Las calles y lugares que hoy se encuentran en el denominado Campo Santo, se fueron destapando con lo que recordaban sus habitantes. La cruz que se puso para la visita del papa Juan Pablo II (cuando besó el piso del pueblo, el 6 de julio de 1986), se ubicó alejada del centro del parque, pues en se momento era difícil identificar los sitios tradicionales del municipio.

“Parque a la vida” es el nombre que recibió los Fundadores, aquel que hoy día se llena de turistas y donde Janeth en uno de los aniversarios se encontró con algunos de sus vecinos, compartieron anécdotas y recogió una piedra pequeña que guarda en uno de sus cofres. Cada 13 de noviembre se realiza una misa y después de esto llega el momento simbólico de la jornada, la caída de rosas sobre el pueblo que se lanzan desde una avioneta.

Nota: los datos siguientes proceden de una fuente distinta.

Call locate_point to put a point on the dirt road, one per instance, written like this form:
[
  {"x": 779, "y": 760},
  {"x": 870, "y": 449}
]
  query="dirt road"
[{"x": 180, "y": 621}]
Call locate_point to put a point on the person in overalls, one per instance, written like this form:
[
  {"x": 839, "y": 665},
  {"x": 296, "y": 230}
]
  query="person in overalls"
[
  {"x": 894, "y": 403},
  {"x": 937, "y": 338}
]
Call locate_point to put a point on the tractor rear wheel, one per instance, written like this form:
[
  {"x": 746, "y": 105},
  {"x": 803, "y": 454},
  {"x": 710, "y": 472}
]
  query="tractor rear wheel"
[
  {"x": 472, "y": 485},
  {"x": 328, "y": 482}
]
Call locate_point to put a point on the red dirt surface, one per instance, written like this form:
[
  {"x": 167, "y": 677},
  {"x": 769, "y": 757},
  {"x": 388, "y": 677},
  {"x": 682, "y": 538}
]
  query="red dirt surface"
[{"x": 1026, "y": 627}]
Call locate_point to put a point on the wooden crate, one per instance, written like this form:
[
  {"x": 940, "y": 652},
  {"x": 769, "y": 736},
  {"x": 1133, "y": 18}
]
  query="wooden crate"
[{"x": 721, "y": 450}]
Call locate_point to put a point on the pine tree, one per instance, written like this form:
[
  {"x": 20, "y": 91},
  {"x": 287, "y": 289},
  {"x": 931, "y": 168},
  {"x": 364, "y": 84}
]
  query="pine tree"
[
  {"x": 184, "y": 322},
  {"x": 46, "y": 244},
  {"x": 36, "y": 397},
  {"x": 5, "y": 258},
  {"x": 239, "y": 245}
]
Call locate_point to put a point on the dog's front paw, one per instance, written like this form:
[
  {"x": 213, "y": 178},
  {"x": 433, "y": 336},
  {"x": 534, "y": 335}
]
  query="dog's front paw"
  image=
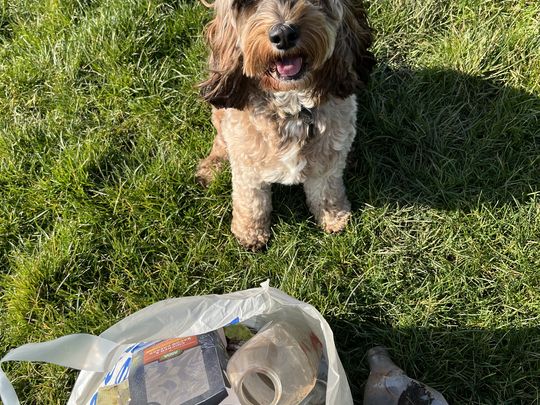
[
  {"x": 253, "y": 239},
  {"x": 334, "y": 221}
]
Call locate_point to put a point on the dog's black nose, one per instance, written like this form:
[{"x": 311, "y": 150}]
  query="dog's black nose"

Con el objetivo de que las personas que visiten Armero pasen por Guayabal, se construyó el Centro Conmemorativo ‘Omayra Sánchez’, en 2013, bajo el marco de la ley 1632 Honoris Armero. Hernán Darío Nova, su director, ha estado comprometido con el manejo de esta institución: “Fue creada para la recopilación y difusión de la historia de Armero y también para la promoción y difusión de la cultura de la prevención del riesgo de desastres”.

Omayra Sánchez fue una de las víctimas de la avalancha, tenía 13 años y permaneció tres días atrapada entre el lodo y los escombros de lo que fue su casa. Los intentos por rescatarla con vida fueron infructuosos. Murió el 16 de noviembre de 1985 y su rostro se convirtió en el símbolo de la tragedia.

A la fecha, los sobrevivientes y pobladores siguen luchando por ser reconocidos por el Estado colombiano y que se tengan en cuenta estrategias de prevención de desastres, ya que no se está preparado para otra tragedia de esta magnitud y no dejar que el “León dormido” vuelve a despertar y se lleve nuevas vidas.